Methodology is a tool, not an end in itself. NIST SP 800-115, OWASP Testing Guide, PTES, OSSTMM. Each of these standards provides structure, but audit quality depends on the pentester applying it. A tool in the hands of someone who doesn't understand why they're performing a given step gives worse results than an experienced specialist working without a formal standard.
From the long-term perspective of building expertise in this industry, it's worth reversing the typical educational approach. Instead of learning tools and only then looking for a place for them within the methodology, it's better to start with understanding the goal of each phase. When you know what you're looking for in the Discovery phase, reaching for the right tools becomes natural. When you know the goal of the Attack phase, you see which exploits are worth attention and which are a waste of time.
A second often overlooked issue is the difference between a pentest and a security assessment. A pentest is an attempt to exploit specific vulnerabilities. A security assessment is a broader review of architecture, policies and procedures. The methodologies described in this article mostly cover pentests, but a professional security advisor should know both approaches and know when to apply each. A client often asks for a "penetration test" when their real problem requires a review of security policies or infrastructure configuration.
Finally, the matter of hardware. The best methodology in the world will do nothing if a tester uses gear poorly matched to specific test scenarios. Wireless network testing requires different network cards than web application testing. Physical security testing requires RFID/NFC gear. Coherence between methodology, software tools and hardware defines a professional toolkit.

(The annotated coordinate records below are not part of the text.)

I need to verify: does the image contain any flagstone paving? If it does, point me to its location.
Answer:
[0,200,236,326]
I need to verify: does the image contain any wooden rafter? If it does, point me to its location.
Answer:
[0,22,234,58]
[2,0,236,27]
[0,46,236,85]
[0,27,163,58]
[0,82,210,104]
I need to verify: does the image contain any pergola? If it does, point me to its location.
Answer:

Professional equipment for every test scenario
Well-chosen methodology requires matching equipment. At Sapsan we offer specialised devices for pentesters working in the field and in the lab.
In our store you'll find tools for Wi-Fi network testing, RFID/NFC devices for physical security audits, SDR equipment for radio testing, BadUSB accessories and complete kits for Flipper Zero. Every product is selected for pentest use, not general consumer use. Sapsan delivers equipment to professionals across Europe and the USA with fast order fulfilment. Whether you're running a black box audit of a corporate network or testing web applications, we have the hardware to complement your methodological toolkit.

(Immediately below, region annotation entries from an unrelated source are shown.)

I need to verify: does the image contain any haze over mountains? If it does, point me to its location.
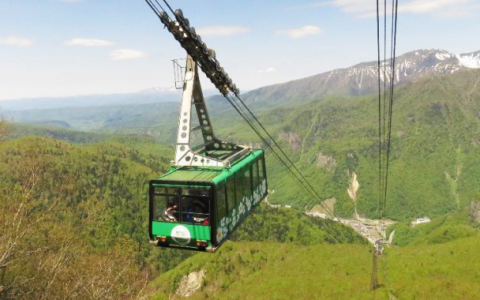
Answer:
[0,50,480,116]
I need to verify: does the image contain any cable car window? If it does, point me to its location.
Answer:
[153,186,181,195]
[235,172,245,204]
[180,189,210,225]
[216,186,227,226]
[252,161,258,189]
[244,168,252,196]
[153,195,180,222]
[227,177,235,212]
[258,158,265,182]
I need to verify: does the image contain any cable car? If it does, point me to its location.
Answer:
[149,56,268,252]
[149,150,267,252]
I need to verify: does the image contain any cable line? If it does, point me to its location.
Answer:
[235,92,333,214]
[225,95,335,218]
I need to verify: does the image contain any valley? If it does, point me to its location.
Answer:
[0,50,480,300]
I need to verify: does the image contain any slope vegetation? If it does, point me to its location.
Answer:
[152,235,480,300]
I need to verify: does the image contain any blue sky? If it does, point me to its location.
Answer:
[0,0,480,100]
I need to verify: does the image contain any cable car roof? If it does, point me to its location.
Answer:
[154,150,263,184]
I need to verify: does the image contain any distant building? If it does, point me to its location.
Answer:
[410,217,432,227]
[470,201,480,223]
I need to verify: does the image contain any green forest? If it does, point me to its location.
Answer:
[0,71,480,300]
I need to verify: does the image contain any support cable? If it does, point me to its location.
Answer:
[225,95,335,218]
[231,95,333,214]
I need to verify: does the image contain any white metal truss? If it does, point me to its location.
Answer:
[174,56,251,168]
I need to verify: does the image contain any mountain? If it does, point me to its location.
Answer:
[243,50,480,105]
[213,69,480,220]
[151,231,480,300]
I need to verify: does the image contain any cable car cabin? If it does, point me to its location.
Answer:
[149,150,267,252]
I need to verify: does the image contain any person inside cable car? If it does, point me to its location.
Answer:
[163,202,179,222]
[182,190,210,225]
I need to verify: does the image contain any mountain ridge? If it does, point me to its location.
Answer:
[243,49,480,103]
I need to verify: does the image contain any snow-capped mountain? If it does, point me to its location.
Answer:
[244,50,480,101]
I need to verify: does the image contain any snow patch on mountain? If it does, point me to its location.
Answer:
[456,52,480,69]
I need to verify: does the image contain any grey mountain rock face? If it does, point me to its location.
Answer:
[244,50,480,102]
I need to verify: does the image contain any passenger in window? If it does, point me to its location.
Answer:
[182,197,208,224]
[164,203,178,222]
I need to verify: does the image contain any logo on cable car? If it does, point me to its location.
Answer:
[170,225,191,245]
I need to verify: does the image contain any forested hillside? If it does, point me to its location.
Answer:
[2,70,480,219]
[0,122,365,299]
[152,232,480,300]
[217,70,480,219]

Frequently asked questions
Does one audit always require applying all NIST SP 800-115 stages?
Not every phase has to be applied 100%, but a full cycle significantly increases the detection rate of vulnerabilities and the quality of the report. The four phases of NIST SP 800-115 can be adapted to project scope, but skipping the Discovery or Reporting phase lowers the value of the whole audit.

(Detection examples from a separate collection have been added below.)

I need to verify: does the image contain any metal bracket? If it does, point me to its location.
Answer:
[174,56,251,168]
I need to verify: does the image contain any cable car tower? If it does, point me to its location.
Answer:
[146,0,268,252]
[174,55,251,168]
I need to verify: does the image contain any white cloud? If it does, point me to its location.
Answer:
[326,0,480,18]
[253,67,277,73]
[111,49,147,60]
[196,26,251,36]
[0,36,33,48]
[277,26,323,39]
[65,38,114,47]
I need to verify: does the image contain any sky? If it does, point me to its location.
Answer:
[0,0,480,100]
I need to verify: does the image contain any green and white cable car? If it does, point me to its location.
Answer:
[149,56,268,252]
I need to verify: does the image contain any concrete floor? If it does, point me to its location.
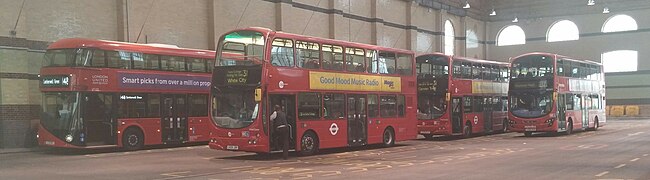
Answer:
[0,120,650,180]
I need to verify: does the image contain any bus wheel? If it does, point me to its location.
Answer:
[383,128,395,147]
[300,131,318,156]
[564,119,573,135]
[524,132,533,137]
[422,134,433,140]
[122,128,144,151]
[463,122,472,138]
[593,117,598,131]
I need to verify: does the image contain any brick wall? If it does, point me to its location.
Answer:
[0,105,41,148]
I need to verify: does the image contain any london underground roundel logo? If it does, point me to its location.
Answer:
[330,123,339,136]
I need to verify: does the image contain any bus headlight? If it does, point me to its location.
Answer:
[65,134,74,142]
[545,119,555,127]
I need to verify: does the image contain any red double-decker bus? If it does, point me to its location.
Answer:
[38,38,215,149]
[416,53,509,138]
[210,28,417,155]
[508,53,606,136]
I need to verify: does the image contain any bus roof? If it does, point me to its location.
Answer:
[510,52,602,66]
[226,27,415,55]
[47,38,215,59]
[418,52,510,66]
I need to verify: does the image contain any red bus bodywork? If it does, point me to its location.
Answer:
[38,38,215,149]
[209,28,417,153]
[417,53,508,138]
[508,52,606,136]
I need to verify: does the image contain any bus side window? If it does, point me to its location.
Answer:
[345,48,366,72]
[296,41,320,69]
[397,95,406,117]
[90,50,106,67]
[452,61,463,79]
[461,62,472,79]
[379,95,397,117]
[298,93,323,120]
[368,94,379,118]
[323,93,345,119]
[189,94,208,117]
[378,52,397,74]
[563,94,574,110]
[107,51,131,69]
[321,44,343,71]
[397,54,413,76]
[472,64,481,79]
[142,54,160,70]
[472,96,485,112]
[271,39,293,67]
[463,96,472,113]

Can methodologies be combined (e.g. OWASP with NIST) during one pentest?
Yes, methodologies are often combined, especially for complex systems requiring diverse tools and approaches. The OWASP Testing Guide with its 12 categories perfectly complements the general NIST SP 800-115 framework for audits covering web applications.
How to choose the testing model: black box, white box or grey box?
The decision is made based on the project goal, available information and strict consent from the system owner. As stated, written consent from the system owner is required regardless of the chosen model, and the choice between black, white and grey box stems from the priority of realism versus depth of analysis.
Why use RAV-type metrics in pentest practice?
Metrics make it easier to communicate risk and progress in protections, and clients gain a measurable picture of system state. RAV from the OSSTMM framework lets you compare results between recurring audits and objectively evaluate the effectiveness of implemented safeguards over time.